A chain of vulnerabilities in 42Gears' SureMDM device management products could have led to a supply chain disruption via the platform. 42Gears, based in Bangalore, was established in 2009 and offers mobile device management and productivity products for organizations with an extensive mobile workforce. 

The website's list consists of major customers, which include Deloitte, Saab, Lufthansa, Thales, Tesco, Intel, etc. Experts at Immersive Labs found and revealed the first flaws to 42Gears on July 6, 2021. A series of extra bugs disclosure along with 'failed' private security patches. 

It means efficient public security fixes were not issued until November 2021 and January 2022. 
"An authentication method can be turned on by the user, but an oversight in the setup allows Linux and Mac devices to bypass the authentication step. This has been fixed in the latest patch, but it is still not the default setting and requires the user to manually enable it," reports Security Week. Earlier in January, 42Gears told Immersive that they continuously applied additional patches beyond the reports by the experts. 

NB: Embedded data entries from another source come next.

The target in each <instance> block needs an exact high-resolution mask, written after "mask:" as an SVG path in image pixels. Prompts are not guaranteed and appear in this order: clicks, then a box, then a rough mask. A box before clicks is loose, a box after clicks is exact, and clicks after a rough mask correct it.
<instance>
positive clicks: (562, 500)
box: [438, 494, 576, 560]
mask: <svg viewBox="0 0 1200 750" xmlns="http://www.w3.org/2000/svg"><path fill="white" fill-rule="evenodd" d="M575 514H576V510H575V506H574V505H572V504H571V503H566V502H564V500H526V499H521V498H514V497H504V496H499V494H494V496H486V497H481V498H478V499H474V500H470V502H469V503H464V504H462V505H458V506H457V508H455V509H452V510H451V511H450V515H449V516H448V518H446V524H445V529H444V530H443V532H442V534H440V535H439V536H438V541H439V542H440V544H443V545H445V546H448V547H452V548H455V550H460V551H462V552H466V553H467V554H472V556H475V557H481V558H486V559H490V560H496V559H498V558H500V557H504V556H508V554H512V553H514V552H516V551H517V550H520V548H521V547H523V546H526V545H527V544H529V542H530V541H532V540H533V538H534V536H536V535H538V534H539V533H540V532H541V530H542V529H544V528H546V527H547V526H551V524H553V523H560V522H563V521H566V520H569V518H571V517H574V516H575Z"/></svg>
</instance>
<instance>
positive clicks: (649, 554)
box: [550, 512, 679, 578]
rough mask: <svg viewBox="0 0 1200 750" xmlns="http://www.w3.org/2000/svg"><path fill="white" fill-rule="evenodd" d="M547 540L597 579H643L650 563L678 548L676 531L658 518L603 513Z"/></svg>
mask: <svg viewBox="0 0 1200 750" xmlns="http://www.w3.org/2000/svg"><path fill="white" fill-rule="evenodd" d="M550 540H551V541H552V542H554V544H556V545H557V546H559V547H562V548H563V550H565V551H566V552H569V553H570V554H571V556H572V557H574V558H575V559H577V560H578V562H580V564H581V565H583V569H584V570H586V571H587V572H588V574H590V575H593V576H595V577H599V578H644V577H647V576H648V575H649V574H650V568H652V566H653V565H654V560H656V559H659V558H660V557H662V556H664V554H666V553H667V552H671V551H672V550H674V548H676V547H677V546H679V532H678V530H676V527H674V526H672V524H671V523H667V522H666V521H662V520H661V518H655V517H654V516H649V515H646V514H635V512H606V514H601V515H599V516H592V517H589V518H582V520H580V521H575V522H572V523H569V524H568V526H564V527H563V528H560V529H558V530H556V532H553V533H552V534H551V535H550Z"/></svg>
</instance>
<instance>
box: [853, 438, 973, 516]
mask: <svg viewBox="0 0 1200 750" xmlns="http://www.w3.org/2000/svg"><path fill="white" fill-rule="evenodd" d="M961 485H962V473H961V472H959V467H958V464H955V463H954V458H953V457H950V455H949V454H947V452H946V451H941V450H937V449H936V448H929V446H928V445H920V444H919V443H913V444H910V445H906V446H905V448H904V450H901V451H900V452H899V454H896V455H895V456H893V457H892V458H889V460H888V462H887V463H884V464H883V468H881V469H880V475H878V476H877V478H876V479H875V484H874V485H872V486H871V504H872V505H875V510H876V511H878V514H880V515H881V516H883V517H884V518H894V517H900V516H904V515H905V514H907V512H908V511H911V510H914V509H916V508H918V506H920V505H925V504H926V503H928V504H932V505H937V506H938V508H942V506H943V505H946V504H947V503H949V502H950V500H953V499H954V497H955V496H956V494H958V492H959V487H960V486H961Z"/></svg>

At this moment, Immersive thought that everything necessary for ensuring principles of trustworthy disclosure was done, and they could publicize their discovery. The identified vulnerabilities include a few that affect the 42Gears web console and also other Linux agents. 

But most critical are the web console vulnerabilities. Chaining these will allow a hacker to shut down security tools and enable malware into macOS, Linux, or Android devices that installed SureMDM. The Linux agent flaws can allow an attacker to execute remote code on the systems, mirroring the root user. 

Hackers can use authentication methods against the users via an oversight in the setup that lets Mac and Linux devices evade the authentication level. Security Week reports, "the SureMDM agent vulnerabilities include command injection on the Linux agent. Users with physical access to a device can use a hidden key sequence to launch SureLock (kiosk software included with SureMDM) as the root user. The attacker can then use command injection to gain local privilege escalation."